A man leapt to safety moments before the 90-tonne crane he was driving plunged into a canal as a towpath collapsed under its weight.
The driver escaped without injury as the crane flipped onto its roof and became submerged in the Leeds & Liverpool Canal after the ground crumbled beneath it at Dobson Locks in Apperley Bridge on Friday morning.
The Canal & Rivers Trust, which was carrying out preparation work to replace the lock gates, said an investigation had been launched into why the towpath gave way in what it has described as a “rare incident”.
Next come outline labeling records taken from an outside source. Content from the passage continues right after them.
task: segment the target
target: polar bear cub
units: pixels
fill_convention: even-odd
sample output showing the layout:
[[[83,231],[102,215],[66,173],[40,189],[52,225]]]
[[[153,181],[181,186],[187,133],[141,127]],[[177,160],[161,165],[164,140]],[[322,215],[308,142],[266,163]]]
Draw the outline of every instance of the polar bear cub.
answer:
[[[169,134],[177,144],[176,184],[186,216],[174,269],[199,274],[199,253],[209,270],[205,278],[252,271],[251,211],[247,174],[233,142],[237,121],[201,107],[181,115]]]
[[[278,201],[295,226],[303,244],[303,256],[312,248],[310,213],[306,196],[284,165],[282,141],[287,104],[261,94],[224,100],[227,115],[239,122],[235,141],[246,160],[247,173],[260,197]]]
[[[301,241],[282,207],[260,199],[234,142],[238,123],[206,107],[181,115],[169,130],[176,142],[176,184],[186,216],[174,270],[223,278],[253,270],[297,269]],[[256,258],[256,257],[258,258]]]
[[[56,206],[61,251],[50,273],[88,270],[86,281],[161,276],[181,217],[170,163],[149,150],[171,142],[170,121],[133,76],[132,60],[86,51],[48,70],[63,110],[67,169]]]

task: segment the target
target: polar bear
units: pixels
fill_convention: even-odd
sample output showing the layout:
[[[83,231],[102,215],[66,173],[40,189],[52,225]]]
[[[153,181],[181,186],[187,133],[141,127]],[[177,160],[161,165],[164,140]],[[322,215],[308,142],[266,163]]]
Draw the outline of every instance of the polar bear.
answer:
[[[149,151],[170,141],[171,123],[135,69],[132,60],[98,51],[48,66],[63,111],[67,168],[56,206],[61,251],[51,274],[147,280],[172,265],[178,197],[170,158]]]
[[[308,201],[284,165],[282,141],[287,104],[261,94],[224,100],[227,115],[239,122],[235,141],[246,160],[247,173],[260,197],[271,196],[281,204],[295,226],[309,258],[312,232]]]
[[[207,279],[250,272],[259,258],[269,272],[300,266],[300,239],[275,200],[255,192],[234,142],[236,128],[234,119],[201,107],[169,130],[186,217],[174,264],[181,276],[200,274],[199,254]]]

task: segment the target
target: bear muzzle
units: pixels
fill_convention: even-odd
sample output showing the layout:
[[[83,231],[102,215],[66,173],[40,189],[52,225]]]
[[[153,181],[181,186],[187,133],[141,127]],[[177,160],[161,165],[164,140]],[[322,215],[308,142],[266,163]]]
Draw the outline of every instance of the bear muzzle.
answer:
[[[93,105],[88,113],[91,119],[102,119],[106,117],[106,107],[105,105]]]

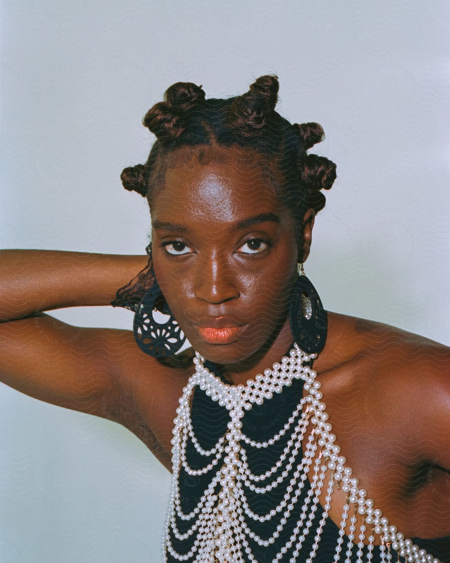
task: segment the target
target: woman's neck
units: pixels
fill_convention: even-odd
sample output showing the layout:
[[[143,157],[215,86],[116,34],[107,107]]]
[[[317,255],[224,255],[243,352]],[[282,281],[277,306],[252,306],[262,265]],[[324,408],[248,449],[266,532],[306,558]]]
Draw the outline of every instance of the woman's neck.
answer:
[[[293,341],[288,318],[281,329],[255,354],[234,364],[215,364],[214,373],[220,374],[230,385],[246,385],[249,379],[254,379],[258,373],[263,373],[264,369],[280,361]]]

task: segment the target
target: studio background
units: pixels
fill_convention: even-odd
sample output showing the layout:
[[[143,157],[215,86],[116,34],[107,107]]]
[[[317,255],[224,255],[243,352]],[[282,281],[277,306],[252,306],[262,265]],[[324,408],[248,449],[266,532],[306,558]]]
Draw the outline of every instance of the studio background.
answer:
[[[155,140],[145,113],[176,82],[225,97],[273,73],[277,111],[320,123],[310,152],[338,166],[305,263],[325,307],[450,345],[448,3],[2,4],[0,248],[145,253],[119,176]],[[162,561],[170,475],[137,437],[3,384],[0,425],[3,561]]]

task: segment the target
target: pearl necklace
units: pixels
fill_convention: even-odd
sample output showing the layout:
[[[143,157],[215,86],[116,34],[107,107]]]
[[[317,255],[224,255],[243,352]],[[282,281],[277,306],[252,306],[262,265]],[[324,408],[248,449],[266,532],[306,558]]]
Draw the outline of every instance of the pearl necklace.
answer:
[[[205,368],[203,365],[205,359],[196,352],[194,359],[195,373],[190,377],[187,385],[183,390],[183,395],[179,399],[179,406],[177,409],[177,417],[174,421],[175,427],[172,440],[173,472],[169,508],[163,542],[165,561],[168,561],[168,552],[178,561],[187,561],[195,556],[194,561],[205,563],[244,562],[245,552],[248,560],[258,563],[247,538],[266,547],[274,543],[286,525],[294,505],[299,499],[308,479],[307,474],[312,471],[312,484],[302,507],[303,510],[300,519],[289,541],[281,547],[272,561],[272,563],[277,563],[294,546],[289,561],[290,563],[296,563],[300,555],[305,537],[309,533],[312,525],[319,497],[324,486],[323,480],[329,469],[332,473],[326,489],[325,512],[316,530],[313,551],[307,559],[305,555],[302,554],[307,563],[312,563],[316,556],[320,534],[328,516],[331,494],[335,485],[347,493],[346,501],[343,507],[339,538],[334,556],[335,561],[339,559],[343,549],[342,544],[344,541],[343,537],[345,534],[344,529],[347,527],[347,521],[349,520],[348,530],[350,533],[344,549],[346,547],[345,563],[350,563],[352,549],[354,542],[357,541],[355,535],[357,512],[364,519],[357,535],[359,540],[357,544],[359,548],[357,552],[357,563],[363,563],[362,549],[364,544],[362,540],[365,539],[366,534],[369,543],[367,545],[368,553],[365,561],[370,562],[372,558],[372,551],[375,547],[374,546],[374,534],[376,534],[381,536],[380,557],[385,563],[390,563],[394,551],[398,554],[398,560],[402,557],[408,562],[440,563],[439,560],[433,558],[425,549],[413,544],[411,539],[405,539],[404,535],[398,531],[397,526],[389,525],[388,519],[382,516],[379,508],[375,508],[374,501],[367,498],[367,491],[358,488],[359,480],[352,476],[353,471],[350,467],[345,465],[345,458],[339,455],[340,448],[335,444],[336,436],[331,434],[331,425],[327,422],[326,405],[321,400],[323,395],[320,391],[321,384],[316,380],[317,372],[308,365],[303,365],[304,362],[316,357],[317,354],[307,354],[294,344],[289,356],[284,356],[281,364],[274,363],[272,369],[264,370],[264,374],[259,374],[254,381],[249,380],[246,386],[230,386],[224,383],[219,377]],[[307,396],[301,399],[288,422],[272,438],[263,442],[251,440],[242,431],[242,423],[240,419],[244,417],[244,411],[250,410],[254,404],[262,405],[264,400],[271,399],[274,393],[282,392],[283,387],[291,385],[294,378],[304,381],[303,388],[307,392]],[[226,435],[222,436],[210,450],[204,449],[199,443],[191,423],[190,397],[196,385],[205,391],[206,395],[213,401],[218,401],[219,405],[224,406],[230,412],[230,422]],[[306,451],[300,462],[297,456],[308,425],[312,430],[310,430]],[[290,439],[275,465],[260,475],[252,473],[246,463],[245,445],[249,444],[257,448],[269,448],[288,431],[291,431]],[[187,463],[186,452],[188,436],[201,455],[209,458],[214,456],[201,469],[191,469]],[[280,468],[288,456],[289,463],[285,470],[275,478],[276,474],[279,472]],[[314,458],[314,465],[311,467]],[[254,512],[247,502],[242,484],[257,494],[264,494],[282,483],[294,466],[296,469],[287,488],[285,500],[265,515]],[[210,471],[214,473],[199,502],[187,514],[182,511],[180,500],[178,479],[181,471],[186,471],[191,476],[199,476]],[[271,482],[265,484],[266,480],[272,476]],[[214,490],[218,483],[220,489],[216,494]],[[308,515],[307,513],[310,506],[310,512]],[[252,531],[244,516],[245,513],[250,519],[264,522],[282,511],[284,511],[283,516],[280,524],[268,538],[262,538]],[[176,517],[185,521],[194,521],[195,519],[195,521],[187,531],[181,534],[177,526]],[[370,526],[370,530],[367,525]],[[193,545],[187,553],[180,555],[173,548],[169,535],[170,530],[175,538],[182,541],[188,539],[196,533]]]

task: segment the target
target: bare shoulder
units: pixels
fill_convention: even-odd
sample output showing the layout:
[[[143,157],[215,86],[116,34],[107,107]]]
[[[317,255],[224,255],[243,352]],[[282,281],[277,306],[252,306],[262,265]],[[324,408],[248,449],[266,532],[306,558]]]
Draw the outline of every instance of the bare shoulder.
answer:
[[[336,313],[328,320],[327,354],[343,360],[336,387],[358,388],[374,421],[401,433],[422,458],[446,450],[440,464],[450,466],[450,347],[376,321]]]
[[[449,367],[450,347],[425,336],[385,323],[331,311],[328,318],[327,345],[338,346],[345,356],[366,356],[374,362],[380,359],[384,365],[399,363],[401,365],[397,367],[406,370],[416,370],[418,362],[428,362],[443,374]]]

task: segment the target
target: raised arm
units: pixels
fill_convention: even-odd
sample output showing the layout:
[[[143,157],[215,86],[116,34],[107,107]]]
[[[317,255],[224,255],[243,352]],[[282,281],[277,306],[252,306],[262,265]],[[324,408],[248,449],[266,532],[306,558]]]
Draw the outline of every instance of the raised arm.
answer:
[[[133,346],[130,331],[73,326],[43,311],[110,305],[147,259],[0,251],[0,381],[40,400],[108,417],[119,392],[114,343]]]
Workers in fluorescent jackets could be seen at the site where the crane was on its roof under the water, with its wheels in the air.
Bungs were placed around the crane to prevent any fuel from the vehicle spreading along the waterway.
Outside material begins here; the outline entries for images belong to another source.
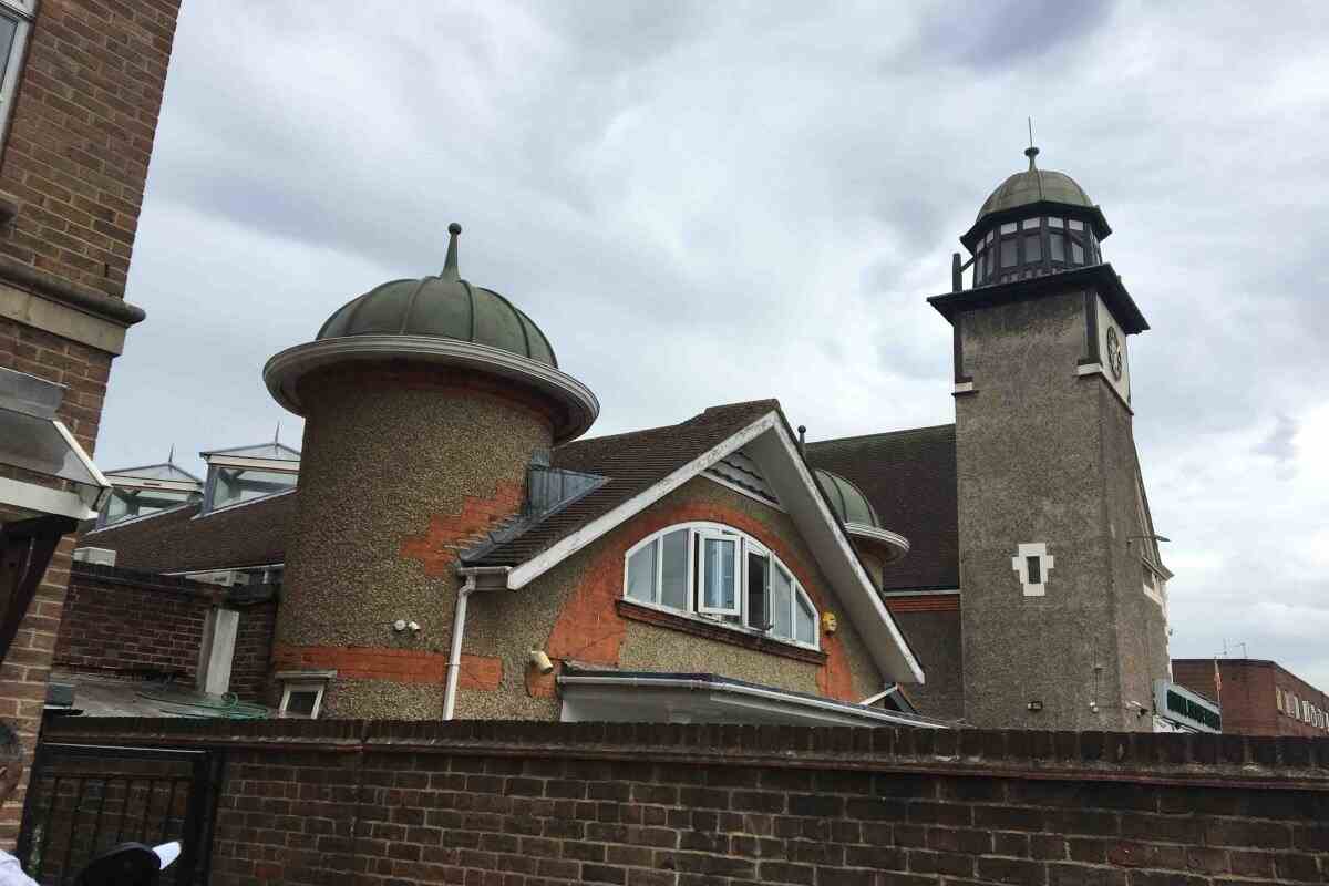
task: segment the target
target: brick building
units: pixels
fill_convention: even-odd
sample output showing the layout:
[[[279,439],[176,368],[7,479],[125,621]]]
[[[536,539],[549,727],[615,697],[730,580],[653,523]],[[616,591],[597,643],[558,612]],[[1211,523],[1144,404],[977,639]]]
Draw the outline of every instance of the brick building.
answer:
[[[0,46],[8,46],[0,58],[0,388],[40,400],[7,416],[36,420],[45,433],[60,422],[77,444],[70,452],[92,452],[112,360],[144,319],[125,302],[125,282],[177,13],[175,0],[0,1]],[[36,433],[4,433],[11,445],[44,445]],[[24,473],[33,460],[3,446],[0,464],[13,468],[0,472],[7,482],[52,489],[60,501],[78,486]],[[66,538],[51,550],[62,530],[33,517],[49,513],[44,506],[0,499],[8,594],[0,716],[32,743],[73,545]],[[35,600],[24,606],[29,592]],[[0,812],[0,843],[12,841],[17,810]]]
[[[1126,353],[1148,325],[1102,210],[1026,153],[930,299],[954,425],[809,444],[767,400],[579,440],[594,395],[460,276],[452,224],[440,274],[267,363],[300,452],[113,472],[82,543],[279,576],[284,715],[1172,728]]]
[[[1329,736],[1329,696],[1277,662],[1174,659],[1172,677],[1221,705],[1224,732]]]

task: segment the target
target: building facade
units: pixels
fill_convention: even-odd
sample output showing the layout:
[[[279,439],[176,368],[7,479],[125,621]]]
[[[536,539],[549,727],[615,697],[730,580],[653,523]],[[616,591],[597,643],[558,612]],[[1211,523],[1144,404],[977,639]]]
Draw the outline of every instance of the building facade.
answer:
[[[64,501],[65,486],[78,485],[43,469],[51,460],[43,434],[66,429],[69,452],[92,452],[112,360],[124,349],[126,329],[144,319],[125,302],[125,282],[177,13],[174,0],[0,1],[0,46],[7,48],[0,57],[0,391],[8,397],[3,417],[36,428],[0,429],[0,465],[9,466],[0,468],[7,484],[0,583],[11,603],[0,716],[16,721],[28,743],[41,719],[73,547],[72,538],[56,546],[58,527],[35,535],[43,518],[33,513],[53,513],[43,502]],[[21,452],[24,445],[41,452]],[[97,490],[94,469],[82,470],[82,485]],[[53,497],[37,493],[35,503],[33,486],[49,487]],[[78,515],[64,509],[58,519]],[[33,558],[47,543],[53,550]],[[49,567],[41,569],[47,557]],[[15,608],[16,588],[32,603]],[[15,804],[0,810],[0,843],[12,841],[17,814]]]
[[[1176,683],[1223,709],[1223,732],[1248,736],[1329,735],[1329,695],[1277,662],[1172,659]]]
[[[954,329],[953,425],[804,444],[756,401],[579,440],[594,395],[460,276],[453,226],[439,275],[268,361],[300,452],[113,472],[138,510],[82,543],[118,569],[279,580],[286,715],[1167,728],[1170,573],[1126,347],[1148,327],[1102,210],[1035,154],[930,299]]]

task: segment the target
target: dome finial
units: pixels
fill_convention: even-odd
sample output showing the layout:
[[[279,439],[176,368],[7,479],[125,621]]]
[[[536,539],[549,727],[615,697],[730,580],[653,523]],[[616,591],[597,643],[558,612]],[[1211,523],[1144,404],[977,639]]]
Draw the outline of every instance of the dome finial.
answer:
[[[448,226],[448,258],[443,263],[441,276],[445,280],[456,280],[460,278],[457,271],[457,235],[461,234],[461,226],[453,222]]]

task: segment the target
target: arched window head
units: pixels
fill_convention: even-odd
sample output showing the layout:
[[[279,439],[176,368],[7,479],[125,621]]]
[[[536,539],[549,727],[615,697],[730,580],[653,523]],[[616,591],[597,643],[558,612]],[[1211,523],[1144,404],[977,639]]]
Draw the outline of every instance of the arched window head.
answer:
[[[679,523],[634,545],[623,596],[819,648],[817,610],[793,573],[766,545],[722,523]]]

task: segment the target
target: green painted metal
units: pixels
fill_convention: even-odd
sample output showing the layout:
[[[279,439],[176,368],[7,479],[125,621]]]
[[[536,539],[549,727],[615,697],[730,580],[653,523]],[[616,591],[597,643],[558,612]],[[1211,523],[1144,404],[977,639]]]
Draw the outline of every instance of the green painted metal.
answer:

Graeme Atkins, 53, of Idle, told how he saw the submerged crane, with its windscreen wipers still going, as he walked his two dogs along the towpath at around 8.30am.
“I couldn’t believe it, it’s not something you see every day,” he said. “It’s a really unusual sight. The workers were just stood there looking at it, I think they were stunned.
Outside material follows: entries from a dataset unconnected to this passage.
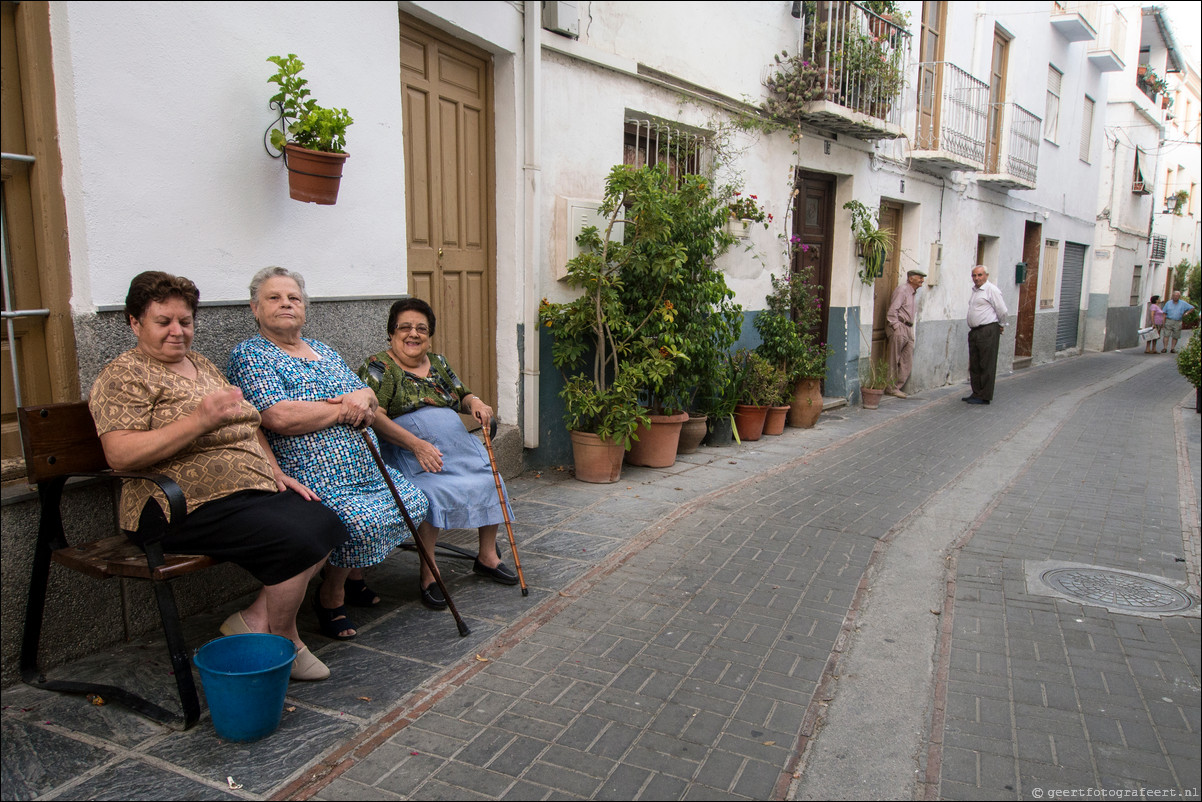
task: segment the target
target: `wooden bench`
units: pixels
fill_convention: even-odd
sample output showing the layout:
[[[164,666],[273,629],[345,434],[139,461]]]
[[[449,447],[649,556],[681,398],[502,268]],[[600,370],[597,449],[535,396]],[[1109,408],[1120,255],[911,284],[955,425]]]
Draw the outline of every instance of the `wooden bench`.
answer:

“You can see where the towpath has crumbled. It’s extremely lucky no one was hurt.”
Mr Aktins, a former Premier League referee, said preparation for the lock replacement had been taking place over the last three weeks, with a road being built across land at Bottom Farm for access to the towpath.
“They had been pruning trees back and tying overhead cables to make it safe for access. Then the first day the crane goes onto the site this happens,” he said.
“I don’t know how they’re going to get the crane out, but I imagine it will take a while.”
Part of the towpath has been fenced off until the crane is removed from site, but it is not yet known when this will happen.
The crane is designed to lift 90 tonnes, although it weighs around 64 tonnes.
Vince Moran, operations director at the Canal & River Trust, said: “First and foremost, I am thankful that the driver or anyone nearby wasn’t injured.
“When planning and undertaking heritage repairs to any of our waterways we take steps to ensure that they meet stringent safety measures.
“Of course we need to understand why this particular patch of towpath gave way and will urgently review the circumstances behind this rare incident and apply any lessons learned from it.”
The Health and Safety Executive has been informed about the incident.